3:00 pm to 4:00 pm
Event Location: NSH 1507
Bio: Jonathan Ragan-Kelley is a post-doctoral researcher at Stanford, where he works with Pat Hanrahan. He recently finished his PhD in computer science at MIT, where he worked with Frédo Durand and Saman Amarasinghe. His work focuses on high-efficiency computer graphics, at the intersection of graphics with systems, architecture, and compilers. He has worked at all three major GPU vendors in architecture, software, compilers, and research, in research at Adobe, and built a real-time preview system for the special effects industry in collaboration with Industrial Light & Magic and Tippett Studio.
Abstract: Future graphics and imaging applications—from photorealistic real-time rendering, to 4D light field cameras and pervasive sensing, to multi-material 3D printing—demand orders of magnitude more computation than we currently have.
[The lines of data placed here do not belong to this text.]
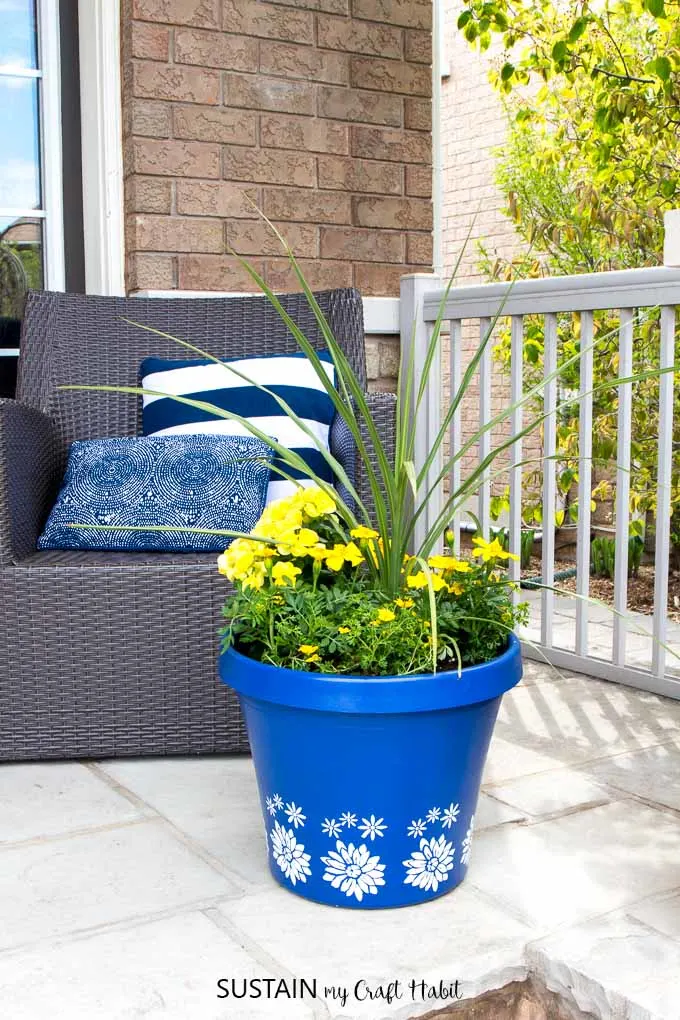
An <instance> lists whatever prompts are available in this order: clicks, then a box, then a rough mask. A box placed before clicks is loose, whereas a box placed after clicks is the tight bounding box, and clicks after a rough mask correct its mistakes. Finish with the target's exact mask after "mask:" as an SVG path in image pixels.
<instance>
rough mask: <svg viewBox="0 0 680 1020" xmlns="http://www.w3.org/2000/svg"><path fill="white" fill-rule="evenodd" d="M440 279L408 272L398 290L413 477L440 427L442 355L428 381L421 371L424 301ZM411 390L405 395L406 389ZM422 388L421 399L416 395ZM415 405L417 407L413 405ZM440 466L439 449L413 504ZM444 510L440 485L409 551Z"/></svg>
mask: <svg viewBox="0 0 680 1020" xmlns="http://www.w3.org/2000/svg"><path fill="white" fill-rule="evenodd" d="M440 288H441V281H440V279H439V277H438V276H435V275H434V274H430V273H411V274H409V275H408V276H402V281H401V288H400V296H401V301H400V331H401V345H402V365H403V366H404V368H403V371H402V388H403V389H402V394H401V397H402V400H405V399H406V400H408V402H409V408H410V415H411V421H412V422H413V421H414V420H415V429H416V431H415V445H414V456H413V460H414V467H415V471H416V475H418V474H419V472H420V471H421V470H422V468H423V466H424V464H425V461H426V460H427V456H428V454H429V452H430V450H431V449H432V448H433V446H434V441H435V439H436V436H437V433H438V431H439V428H440V427H441V397H442V386H441V352H440V349H439V350H438V351H437V353H436V354H435V355H434V358H433V359H432V363H431V365H430V370H429V372H428V375H427V378H426V379H424V380H423V371H424V367H425V361H426V357H427V349H428V346H429V342H430V338H431V336H432V325H433V323H432V322H426V321H425V318H424V314H423V298H424V297H425V295H426V294H429V293H430V292H431V291H438V290H440ZM411 359H413V372H412V373H411V374H412V377H411V379H410V380H409V378H408V376H409V371H408V366H409V364H410V363H411ZM409 382H410V390H409V392H408V393H407V392H406V388H407V387H408V386H409ZM421 387H422V397H421V400H420V402H419V403H418V395H419V392H420V390H421ZM416 405H418V406H416ZM442 466H443V458H442V450H441V449H439V451H438V453H437V456H436V457H434V458H433V460H432V464H431V465H430V467H429V469H428V471H427V475H426V477H425V478H424V479H423V481H422V483H421V484H420V486H419V488H418V495H417V500H416V505H417V506H419V505H420V503H421V502H422V500H423V499H424V497H425V495H426V493H427V492H428V490H429V489H430V488H431V487H432V486H434V480H435V478H436V477H437V475H438V474H439V473H440V471H441V468H442ZM442 508H443V482H440V483H439V484H437V486H435V487H434V490H433V492H432V494H431V495H430V497H429V498H428V500H427V506H426V509H425V511H424V512H423V513H422V514H421V515H420V516H419V518H418V520H417V522H416V526H415V531H414V537H413V542H412V549H413V550H417V549H420V547H421V545H422V543H423V542H424V540H425V537H426V534H427V532H428V531H429V529H430V527H431V526H432V524H434V522H435V520H436V519H437V517H438V515H439V514H440V512H441V510H442Z"/></svg>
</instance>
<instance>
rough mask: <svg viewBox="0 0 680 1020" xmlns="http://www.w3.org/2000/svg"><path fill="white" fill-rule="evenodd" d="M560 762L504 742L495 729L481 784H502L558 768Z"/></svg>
mask: <svg viewBox="0 0 680 1020" xmlns="http://www.w3.org/2000/svg"><path fill="white" fill-rule="evenodd" d="M506 697H507V696H506ZM561 765H562V762H560V761H558V759H557V758H553V757H551V756H550V755H546V754H540V753H539V752H537V751H531V750H530V749H529V748H523V747H521V746H520V745H517V744H513V743H512V742H511V741H504V739H503V737H501V736H499V735H498V729H496V731H495V732H494V734H493V736H492V737H491V743H490V745H489V749H488V757H487V758H486V765H485V767H484V774H483V777H482V783H484V784H492V783H496V782H503V781H504V780H505V779H514V778H516V777H517V776H519V775H530V774H532V773H533V772H544V771H545V770H546V769H555V768H560V766H561Z"/></svg>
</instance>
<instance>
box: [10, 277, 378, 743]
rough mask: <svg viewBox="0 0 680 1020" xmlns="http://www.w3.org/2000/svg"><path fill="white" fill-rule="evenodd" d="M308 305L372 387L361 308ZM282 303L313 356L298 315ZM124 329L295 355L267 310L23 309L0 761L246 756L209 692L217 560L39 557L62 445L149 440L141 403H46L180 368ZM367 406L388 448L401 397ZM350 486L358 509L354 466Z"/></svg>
mask: <svg viewBox="0 0 680 1020" xmlns="http://www.w3.org/2000/svg"><path fill="white" fill-rule="evenodd" d="M318 301H319V304H320V305H321V307H322V309H323V310H324V313H325V314H326V316H327V318H328V320H329V322H330V325H331V327H332V328H333V331H334V334H335V336H336V337H337V340H338V341H339V342H341V343H342V345H343V346H344V348H345V350H346V352H347V354H348V356H349V358H350V360H351V362H352V364H353V366H354V368H355V370H356V371H357V372H358V373H359V375H360V377H361V379H362V380H363V381H364V382H365V356H364V337H363V316H362V305H361V298H360V296H359V294H358V293H357V292H356V291H348V290H343V291H328V292H325V293H323V294H320V295H318ZM281 302H282V304H283V305H284V307H285V308H286V310H287V311H289V312H290V314H291V315H292V316H293V317H294V319H295V320H296V321H297V322H298V323H299V324H300V326H301V327H302V328H303V329H304V331H305V334H306V335H307V337H308V338H309V340H310V341H311V342H312V343H313V344H315V345H316V346H319V347H322V346H324V345H323V342H322V340H321V337H320V335H319V333H318V329H317V327H316V324H315V321H314V318H313V316H312V313H311V311H310V309H309V307H308V305H307V303H306V301H305V299H304V297H303V296H302V295H289V296H285V297H283V298H281ZM123 317H126V318H129V319H133V320H134V321H136V322H144V323H146V324H149V325H153V326H155V327H157V328H159V329H162V330H165V331H167V333H170V334H172V335H174V336H177V337H181V338H182V339H186V340H190V341H191V342H193V343H195V344H196V345H197V346H199V347H202V348H203V349H205V350H208V351H210V353H212V354H215V355H218V356H224V357H226V356H228V357H234V356H243V355H251V354H265V353H268V352H282V351H291V350H296V349H297V344H296V341H295V339H294V338H293V337H292V336H291V335H290V333H289V331H287V329H286V328H285V327H284V326H283V324H282V322H281V320H280V318H279V317H278V315H277V313H276V312H275V310H274V309H273V308H272V307H271V306H270V305H269V303H268V301H267V299H266V298H264V297H234V298H225V299H221V298H220V299H190V300H185V299H170V300H159V299H155V300H143V299H139V298H130V299H125V298H99V297H84V296H81V295H68V294H49V293H34V294H31V295H30V296H29V300H28V305H27V310H25V318H24V322H23V329H22V338H21V355H20V358H19V376H18V385H17V399H16V401H12V400H0V760H20V759H42V758H89V757H106V756H123V755H168V754H192V753H196V754H204V753H210V752H247V751H248V741H247V736H246V731H245V728H244V724H243V721H242V718H241V714H240V711H239V707H238V704H237V700H236V697H234V696H232V695H231V694H230V693H229V692H227V691H226V690H225V688H224V687H223V686H221V685H220V684H219V682H218V681H217V678H216V655H217V649H218V641H217V637H216V630H217V627H218V622H219V619H220V607H221V604H222V602H223V600H224V597H225V595H226V594H227V586H226V583H225V581H224V578H222V577H220V576H219V575H218V573H217V571H216V569H215V556H214V555H209V554H208V555H206V554H171V553H158V554H146V553H101V552H70V551H69V552H37V551H36V540H37V538H38V535H39V533H40V531H41V529H42V527H43V525H44V523H45V520H46V518H47V514H48V513H49V510H50V507H51V505H52V502H53V500H54V497H55V495H56V491H57V488H58V484H59V481H60V479H61V477H62V473H63V469H64V466H65V458H66V453H67V449H68V445H69V444H70V443H71V442H72V441H73V440H75V439H92V438H96V437H103V436H130V435H136V433H141V430H142V429H141V409H140V405H141V401H140V398H139V397H135V396H124V395H120V394H102V393H86V392H69V391H66V392H64V391H58V390H57V387H58V386H59V385H60V384H65V382H76V384H107V385H132V386H136V385H137V380H138V368H139V364H140V361H141V360H142V359H143V358H144V357H146V356H147V355H150V354H157V355H163V356H169V357H175V356H176V357H184V356H186V354H185V351H184V349H181V348H179V347H178V346H177V345H175V344H173V343H172V342H171V341H169V340H164V339H162V338H159V337H156V336H154V335H153V334H149V333H147V331H145V330H142V329H139V328H138V327H136V326H134V325H129V324H127V323H126V322H124V321H123ZM369 400H370V404H371V406H372V409H373V412H374V414H375V419H376V421H377V423H378V426H379V429H380V432H381V435H382V436H383V437H384V439H385V440H386V441H387V442H388V443H390V442H391V441H393V439H394V402H395V398H394V395H391V394H374V395H371V396H370V398H369ZM332 442H333V441H332V438H331V445H332ZM357 480H358V482H359V487H360V490H361V492H362V494H366V486H365V478H364V477H363V475H362V470H361V464H357Z"/></svg>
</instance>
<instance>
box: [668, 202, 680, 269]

The efficiency and performance of an application are determined by the algorithm and the hardware architecture on which it runs, but critically also by the organization of computations and data. Real graphics and imaging applications have complex dependencies, and are limited by locality (the distance over which data has to move, e.g., from nearby caches or far away main memory) and synchronization. Increasingly, the cost of communication—both within a chip and over a network—dominates computation and power consumption, and limits the gains realized from shrinking transistors.
This talk will describe the Halide language and compiler for image processing. Halide explicitly separates what computations define an algorithm from the choices of execution structure which determine parallelism, locality, memory footprint, and synchronization. For image processing algorithms with the same complexity—even the exact same set of arithmetic operations and data—executing on the same hardware, the order and granularity of execution and placement of data can easily change performance by an order of magnitude because of locality and parallelism. I will show that, for data-parallel pipelines common in graphics, imaging, and other data-intensive applications, the organization of computations and data for a given algorithm is constrained by a fundamental tension between parallelism, locality, and redundant computation of shared values. I will present a systematic model of “schedules” which explicitly trade off these pressures by globally reorganizing the computations and data for an entire pipeline, and an optimizing compiler that synthesizes high performance implementations from a Halide algorithm and a schedule. The end result is much simpler programs, delivering performance often many times faster than the best prior hand-tuned C, assembly, and CUDA implementations, while scaling across radically different architectures, from ARM cores to massively parallel GPUs.